New
Feature
Smart Performance Insights for Apache Spark
ILUM now surfaces actionable run-time insights for Spark jobs, so you can spot regressions, memory pressure, and planner optimizations without digging through logs.
What’s new
-
Job health summary
- Job Running Efficiently when no critical issues are detected.
- Slow Job Detected when a run is N× slower than its rolling baseline (e.g., 4.0× longer than average), with a pointer to investigate data skew, resource constraints, or inefficient operations.
-
Stage-level memory hotspots
Flags memory-intensive stages (e.g., “4 stages used significant memory; peak 1640 MB in stage 73”) so you can tune executor memory or operators before spills/OOM. -
Planner/Optimizer signal
Stage Optimization Detected when Spark (e.g., AQE) skips stages or coalesces partitions (“42 stages skipped”)—evidence that your query plan is being optimized. -
Inline recommendations
Each finding ships with a short, concrete recommendation (monitor, check skew, consider memory tuning). No fluff.
How it works (brief)
- Builds a per-job baseline from recent runs and raises deviations using robust statistics (not single-run variance).
- Reads stage/task metrics to locate peaks (memory, CPU time) and to count skipped/coalesced stages from the optimizer.

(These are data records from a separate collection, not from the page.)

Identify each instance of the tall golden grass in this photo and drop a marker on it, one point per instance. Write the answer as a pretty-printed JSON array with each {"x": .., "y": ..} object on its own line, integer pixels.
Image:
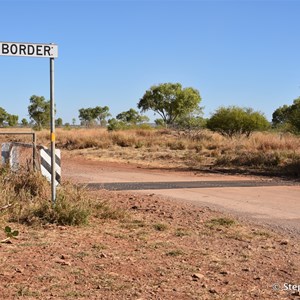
[{"x": 262, "y": 150}]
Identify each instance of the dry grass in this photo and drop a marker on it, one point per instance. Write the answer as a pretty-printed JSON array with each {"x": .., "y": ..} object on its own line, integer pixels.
[{"x": 268, "y": 152}]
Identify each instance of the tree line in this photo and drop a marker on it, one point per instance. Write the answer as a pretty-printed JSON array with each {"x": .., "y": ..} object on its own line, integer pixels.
[{"x": 177, "y": 107}]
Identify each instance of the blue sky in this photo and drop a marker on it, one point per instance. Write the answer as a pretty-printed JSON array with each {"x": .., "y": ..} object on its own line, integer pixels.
[{"x": 244, "y": 53}]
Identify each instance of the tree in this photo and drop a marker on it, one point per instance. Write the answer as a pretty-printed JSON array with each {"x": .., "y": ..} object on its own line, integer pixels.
[
  {"x": 101, "y": 113},
  {"x": 86, "y": 116},
  {"x": 59, "y": 122},
  {"x": 288, "y": 117},
  {"x": 191, "y": 121},
  {"x": 132, "y": 117},
  {"x": 233, "y": 120},
  {"x": 170, "y": 101},
  {"x": 3, "y": 116},
  {"x": 12, "y": 120},
  {"x": 39, "y": 111},
  {"x": 24, "y": 122}
]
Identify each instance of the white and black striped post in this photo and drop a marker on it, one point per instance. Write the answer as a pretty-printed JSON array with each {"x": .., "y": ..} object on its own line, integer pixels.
[
  {"x": 46, "y": 165},
  {"x": 52, "y": 131}
]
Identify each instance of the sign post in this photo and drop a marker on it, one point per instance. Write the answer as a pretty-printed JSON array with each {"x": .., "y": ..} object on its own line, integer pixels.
[{"x": 39, "y": 50}]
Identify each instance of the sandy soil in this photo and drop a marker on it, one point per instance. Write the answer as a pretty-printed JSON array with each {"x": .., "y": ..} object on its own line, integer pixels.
[{"x": 148, "y": 247}]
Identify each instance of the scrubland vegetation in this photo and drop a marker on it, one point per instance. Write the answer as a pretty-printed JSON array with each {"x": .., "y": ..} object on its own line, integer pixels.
[
  {"x": 271, "y": 153},
  {"x": 264, "y": 152}
]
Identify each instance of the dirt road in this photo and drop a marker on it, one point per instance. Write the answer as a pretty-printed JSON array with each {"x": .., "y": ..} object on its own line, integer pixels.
[{"x": 274, "y": 203}]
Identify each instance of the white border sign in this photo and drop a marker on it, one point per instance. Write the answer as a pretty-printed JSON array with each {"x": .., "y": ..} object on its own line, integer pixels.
[{"x": 29, "y": 50}]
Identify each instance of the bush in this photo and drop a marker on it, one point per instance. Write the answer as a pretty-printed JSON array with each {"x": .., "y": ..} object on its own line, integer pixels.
[
  {"x": 234, "y": 120},
  {"x": 27, "y": 195}
]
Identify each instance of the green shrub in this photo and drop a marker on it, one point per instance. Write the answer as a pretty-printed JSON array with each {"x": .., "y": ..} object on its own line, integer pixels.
[{"x": 233, "y": 120}]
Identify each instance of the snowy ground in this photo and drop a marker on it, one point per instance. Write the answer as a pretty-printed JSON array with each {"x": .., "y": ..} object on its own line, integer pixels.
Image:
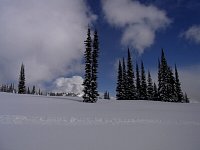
[{"x": 65, "y": 123}]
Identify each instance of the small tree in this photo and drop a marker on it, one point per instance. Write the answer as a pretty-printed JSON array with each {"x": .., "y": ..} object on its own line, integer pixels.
[{"x": 21, "y": 85}]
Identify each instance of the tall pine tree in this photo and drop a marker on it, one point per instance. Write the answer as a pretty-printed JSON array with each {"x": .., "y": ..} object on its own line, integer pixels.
[
  {"x": 163, "y": 72},
  {"x": 178, "y": 91},
  {"x": 131, "y": 93},
  {"x": 88, "y": 74},
  {"x": 21, "y": 85},
  {"x": 155, "y": 93},
  {"x": 138, "y": 84},
  {"x": 95, "y": 54},
  {"x": 124, "y": 80},
  {"x": 143, "y": 89},
  {"x": 119, "y": 89},
  {"x": 150, "y": 87}
]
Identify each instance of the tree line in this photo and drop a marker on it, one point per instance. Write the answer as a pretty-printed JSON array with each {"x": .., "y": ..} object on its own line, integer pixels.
[{"x": 138, "y": 86}]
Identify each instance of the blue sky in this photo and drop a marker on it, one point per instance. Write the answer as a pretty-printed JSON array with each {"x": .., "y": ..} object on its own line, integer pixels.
[
  {"x": 48, "y": 37},
  {"x": 178, "y": 49}
]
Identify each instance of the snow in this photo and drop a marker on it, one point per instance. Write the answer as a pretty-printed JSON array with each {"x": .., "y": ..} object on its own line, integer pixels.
[{"x": 30, "y": 122}]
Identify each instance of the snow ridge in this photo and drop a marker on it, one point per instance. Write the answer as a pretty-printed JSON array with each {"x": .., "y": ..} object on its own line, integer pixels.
[{"x": 73, "y": 121}]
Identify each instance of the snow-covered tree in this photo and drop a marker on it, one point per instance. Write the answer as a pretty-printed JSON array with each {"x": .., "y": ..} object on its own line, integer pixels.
[
  {"x": 150, "y": 87},
  {"x": 143, "y": 88},
  {"x": 130, "y": 93},
  {"x": 138, "y": 84},
  {"x": 21, "y": 85},
  {"x": 88, "y": 73},
  {"x": 155, "y": 93},
  {"x": 163, "y": 78},
  {"x": 33, "y": 90},
  {"x": 95, "y": 54},
  {"x": 178, "y": 91},
  {"x": 119, "y": 88}
]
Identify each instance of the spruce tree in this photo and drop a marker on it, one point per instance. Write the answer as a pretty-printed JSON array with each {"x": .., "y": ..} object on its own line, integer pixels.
[
  {"x": 155, "y": 93},
  {"x": 21, "y": 85},
  {"x": 33, "y": 90},
  {"x": 106, "y": 95},
  {"x": 143, "y": 83},
  {"x": 138, "y": 84},
  {"x": 119, "y": 88},
  {"x": 124, "y": 81},
  {"x": 171, "y": 86},
  {"x": 178, "y": 91},
  {"x": 150, "y": 87},
  {"x": 186, "y": 99},
  {"x": 95, "y": 54},
  {"x": 28, "y": 91},
  {"x": 88, "y": 74},
  {"x": 131, "y": 93},
  {"x": 163, "y": 72}
]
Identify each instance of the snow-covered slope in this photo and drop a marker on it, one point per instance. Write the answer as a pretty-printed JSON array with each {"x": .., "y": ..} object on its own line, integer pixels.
[{"x": 65, "y": 123}]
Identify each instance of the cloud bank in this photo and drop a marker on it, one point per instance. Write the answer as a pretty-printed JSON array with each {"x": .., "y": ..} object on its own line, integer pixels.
[
  {"x": 192, "y": 34},
  {"x": 69, "y": 85},
  {"x": 46, "y": 35},
  {"x": 139, "y": 22}
]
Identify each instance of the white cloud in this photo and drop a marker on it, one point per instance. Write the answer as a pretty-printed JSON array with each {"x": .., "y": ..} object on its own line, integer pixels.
[
  {"x": 46, "y": 35},
  {"x": 139, "y": 22},
  {"x": 192, "y": 34},
  {"x": 67, "y": 85}
]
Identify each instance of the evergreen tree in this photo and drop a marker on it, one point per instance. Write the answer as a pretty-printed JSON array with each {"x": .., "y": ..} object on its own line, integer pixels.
[
  {"x": 178, "y": 91},
  {"x": 21, "y": 85},
  {"x": 171, "y": 86},
  {"x": 143, "y": 83},
  {"x": 119, "y": 88},
  {"x": 163, "y": 72},
  {"x": 155, "y": 93},
  {"x": 124, "y": 80},
  {"x": 159, "y": 79},
  {"x": 28, "y": 91},
  {"x": 150, "y": 87},
  {"x": 131, "y": 93},
  {"x": 33, "y": 90},
  {"x": 106, "y": 95},
  {"x": 88, "y": 73},
  {"x": 138, "y": 84},
  {"x": 95, "y": 54},
  {"x": 186, "y": 99}
]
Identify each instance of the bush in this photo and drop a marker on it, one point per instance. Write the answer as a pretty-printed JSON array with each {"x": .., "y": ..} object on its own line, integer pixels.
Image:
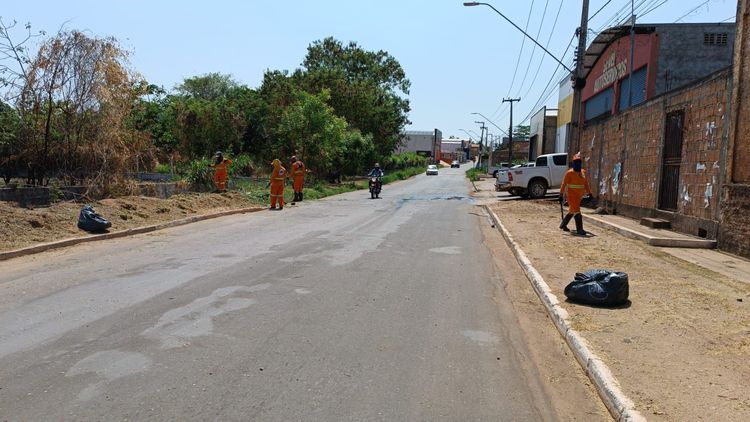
[
  {"x": 163, "y": 169},
  {"x": 241, "y": 166},
  {"x": 473, "y": 174},
  {"x": 405, "y": 160},
  {"x": 199, "y": 173}
]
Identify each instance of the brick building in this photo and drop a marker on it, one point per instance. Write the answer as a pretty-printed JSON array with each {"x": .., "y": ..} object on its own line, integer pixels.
[
  {"x": 661, "y": 148},
  {"x": 663, "y": 158},
  {"x": 423, "y": 142},
  {"x": 734, "y": 230}
]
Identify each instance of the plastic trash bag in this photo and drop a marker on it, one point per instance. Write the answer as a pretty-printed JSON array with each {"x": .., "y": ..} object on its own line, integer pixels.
[
  {"x": 599, "y": 287},
  {"x": 90, "y": 221}
]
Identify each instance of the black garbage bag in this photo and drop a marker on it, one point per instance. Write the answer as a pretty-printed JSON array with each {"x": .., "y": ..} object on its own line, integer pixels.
[
  {"x": 90, "y": 221},
  {"x": 599, "y": 287}
]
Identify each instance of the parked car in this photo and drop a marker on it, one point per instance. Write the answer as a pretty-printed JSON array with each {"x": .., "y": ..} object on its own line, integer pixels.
[
  {"x": 548, "y": 171},
  {"x": 494, "y": 170}
]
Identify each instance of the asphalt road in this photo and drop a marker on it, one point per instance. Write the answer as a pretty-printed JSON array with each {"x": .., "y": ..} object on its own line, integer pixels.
[{"x": 341, "y": 309}]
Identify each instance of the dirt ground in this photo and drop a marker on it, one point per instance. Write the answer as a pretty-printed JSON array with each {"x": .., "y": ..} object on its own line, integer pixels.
[
  {"x": 25, "y": 227},
  {"x": 571, "y": 394},
  {"x": 681, "y": 348}
]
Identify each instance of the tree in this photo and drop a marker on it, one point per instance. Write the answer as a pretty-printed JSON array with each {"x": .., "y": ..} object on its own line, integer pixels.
[
  {"x": 521, "y": 131},
  {"x": 9, "y": 125},
  {"x": 209, "y": 87},
  {"x": 76, "y": 98},
  {"x": 365, "y": 88}
]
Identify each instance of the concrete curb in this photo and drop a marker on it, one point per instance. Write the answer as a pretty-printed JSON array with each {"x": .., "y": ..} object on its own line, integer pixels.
[
  {"x": 95, "y": 237},
  {"x": 619, "y": 405},
  {"x": 652, "y": 240}
]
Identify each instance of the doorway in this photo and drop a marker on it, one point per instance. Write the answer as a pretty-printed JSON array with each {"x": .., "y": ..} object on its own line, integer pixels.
[{"x": 671, "y": 160}]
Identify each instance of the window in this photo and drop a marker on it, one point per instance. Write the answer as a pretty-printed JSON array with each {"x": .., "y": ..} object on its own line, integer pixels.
[
  {"x": 599, "y": 104},
  {"x": 560, "y": 160},
  {"x": 639, "y": 88},
  {"x": 715, "y": 38}
]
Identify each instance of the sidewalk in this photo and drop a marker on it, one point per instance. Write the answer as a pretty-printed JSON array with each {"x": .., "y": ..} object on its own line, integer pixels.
[{"x": 680, "y": 348}]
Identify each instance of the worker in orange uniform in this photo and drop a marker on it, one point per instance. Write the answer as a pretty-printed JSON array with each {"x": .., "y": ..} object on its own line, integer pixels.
[
  {"x": 277, "y": 184},
  {"x": 575, "y": 186},
  {"x": 298, "y": 176},
  {"x": 221, "y": 165}
]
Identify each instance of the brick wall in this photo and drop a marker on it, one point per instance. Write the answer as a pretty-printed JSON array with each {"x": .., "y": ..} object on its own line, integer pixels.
[
  {"x": 734, "y": 233},
  {"x": 623, "y": 155}
]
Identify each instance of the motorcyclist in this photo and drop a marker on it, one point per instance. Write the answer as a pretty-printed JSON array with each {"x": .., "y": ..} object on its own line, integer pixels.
[
  {"x": 376, "y": 171},
  {"x": 374, "y": 183}
]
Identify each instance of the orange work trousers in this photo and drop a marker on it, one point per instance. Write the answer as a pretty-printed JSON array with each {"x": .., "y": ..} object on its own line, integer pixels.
[
  {"x": 574, "y": 201},
  {"x": 299, "y": 182},
  {"x": 220, "y": 179},
  {"x": 277, "y": 194}
]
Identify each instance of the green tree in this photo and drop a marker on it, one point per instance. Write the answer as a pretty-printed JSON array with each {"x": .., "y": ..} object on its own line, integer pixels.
[
  {"x": 9, "y": 147},
  {"x": 209, "y": 87},
  {"x": 522, "y": 131},
  {"x": 366, "y": 88}
]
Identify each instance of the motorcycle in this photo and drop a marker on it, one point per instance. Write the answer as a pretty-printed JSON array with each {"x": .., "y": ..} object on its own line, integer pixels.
[{"x": 375, "y": 186}]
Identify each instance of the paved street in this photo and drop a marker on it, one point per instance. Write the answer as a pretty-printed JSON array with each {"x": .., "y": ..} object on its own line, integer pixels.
[{"x": 341, "y": 309}]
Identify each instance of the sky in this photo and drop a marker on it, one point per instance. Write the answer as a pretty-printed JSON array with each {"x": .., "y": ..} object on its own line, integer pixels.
[{"x": 460, "y": 60}]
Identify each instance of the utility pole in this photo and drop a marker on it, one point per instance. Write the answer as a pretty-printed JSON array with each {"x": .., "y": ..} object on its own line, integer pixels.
[
  {"x": 490, "y": 140},
  {"x": 481, "y": 142},
  {"x": 578, "y": 81},
  {"x": 632, "y": 49},
  {"x": 510, "y": 129}
]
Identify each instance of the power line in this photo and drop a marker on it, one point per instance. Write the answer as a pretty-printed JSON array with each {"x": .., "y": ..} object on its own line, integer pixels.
[
  {"x": 533, "y": 51},
  {"x": 554, "y": 77},
  {"x": 653, "y": 8},
  {"x": 549, "y": 39},
  {"x": 523, "y": 42},
  {"x": 600, "y": 9},
  {"x": 692, "y": 10},
  {"x": 518, "y": 60}
]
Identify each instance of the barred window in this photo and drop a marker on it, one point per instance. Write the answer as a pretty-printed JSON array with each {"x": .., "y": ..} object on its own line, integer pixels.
[{"x": 715, "y": 38}]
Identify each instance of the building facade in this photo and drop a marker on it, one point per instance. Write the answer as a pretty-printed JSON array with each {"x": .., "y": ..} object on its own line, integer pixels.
[
  {"x": 663, "y": 148},
  {"x": 542, "y": 133},
  {"x": 424, "y": 143},
  {"x": 663, "y": 57}
]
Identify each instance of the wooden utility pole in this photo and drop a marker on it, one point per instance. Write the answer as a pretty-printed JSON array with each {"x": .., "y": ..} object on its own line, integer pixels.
[
  {"x": 510, "y": 130},
  {"x": 578, "y": 82}
]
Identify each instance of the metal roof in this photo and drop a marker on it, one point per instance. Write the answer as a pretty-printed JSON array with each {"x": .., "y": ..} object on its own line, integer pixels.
[{"x": 605, "y": 39}]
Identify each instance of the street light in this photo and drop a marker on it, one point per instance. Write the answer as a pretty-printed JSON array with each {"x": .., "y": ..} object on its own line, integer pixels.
[
  {"x": 467, "y": 132},
  {"x": 492, "y": 123},
  {"x": 476, "y": 3}
]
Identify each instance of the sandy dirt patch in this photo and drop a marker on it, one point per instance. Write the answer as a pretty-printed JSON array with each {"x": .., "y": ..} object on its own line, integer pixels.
[
  {"x": 25, "y": 227},
  {"x": 680, "y": 349}
]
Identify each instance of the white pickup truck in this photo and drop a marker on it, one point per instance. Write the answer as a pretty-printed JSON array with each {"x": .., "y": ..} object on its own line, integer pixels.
[{"x": 534, "y": 181}]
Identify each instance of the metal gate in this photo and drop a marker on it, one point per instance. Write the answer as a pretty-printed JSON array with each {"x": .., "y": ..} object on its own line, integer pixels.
[{"x": 670, "y": 174}]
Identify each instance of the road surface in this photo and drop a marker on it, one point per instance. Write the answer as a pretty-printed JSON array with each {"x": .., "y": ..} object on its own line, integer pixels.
[{"x": 341, "y": 309}]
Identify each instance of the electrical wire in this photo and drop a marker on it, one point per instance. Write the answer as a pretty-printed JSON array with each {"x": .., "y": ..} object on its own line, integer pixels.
[
  {"x": 533, "y": 50},
  {"x": 520, "y": 52},
  {"x": 600, "y": 9},
  {"x": 653, "y": 8},
  {"x": 692, "y": 10},
  {"x": 549, "y": 39},
  {"x": 553, "y": 78}
]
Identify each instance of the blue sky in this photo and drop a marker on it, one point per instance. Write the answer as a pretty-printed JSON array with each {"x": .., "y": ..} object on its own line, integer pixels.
[{"x": 459, "y": 59}]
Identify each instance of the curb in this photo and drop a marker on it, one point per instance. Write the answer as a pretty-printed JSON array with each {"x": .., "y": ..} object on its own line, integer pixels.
[
  {"x": 129, "y": 232},
  {"x": 619, "y": 405},
  {"x": 652, "y": 240}
]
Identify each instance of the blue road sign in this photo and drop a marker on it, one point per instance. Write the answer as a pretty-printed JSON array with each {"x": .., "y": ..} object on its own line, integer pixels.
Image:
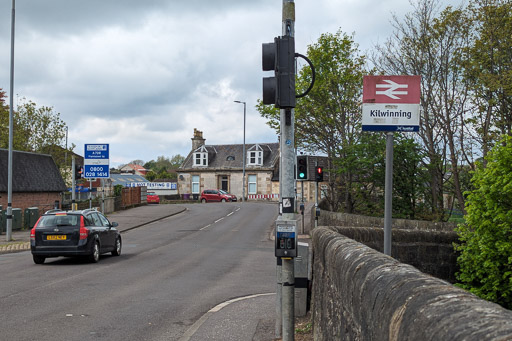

- Keeps noise low with thresholds and minimum observation windows.
Where to find it
Job → Analytics (appears after the first complete run with metrics).
Why it helps
- Faster triage of Spark performance regressions (latency spikes vs. baseline).
- Early warning on memory-intensive stages that precede spills/OOM.
- Confirmation that Adaptive Query Execution is producing real wins (skipped stages), not just toggled on.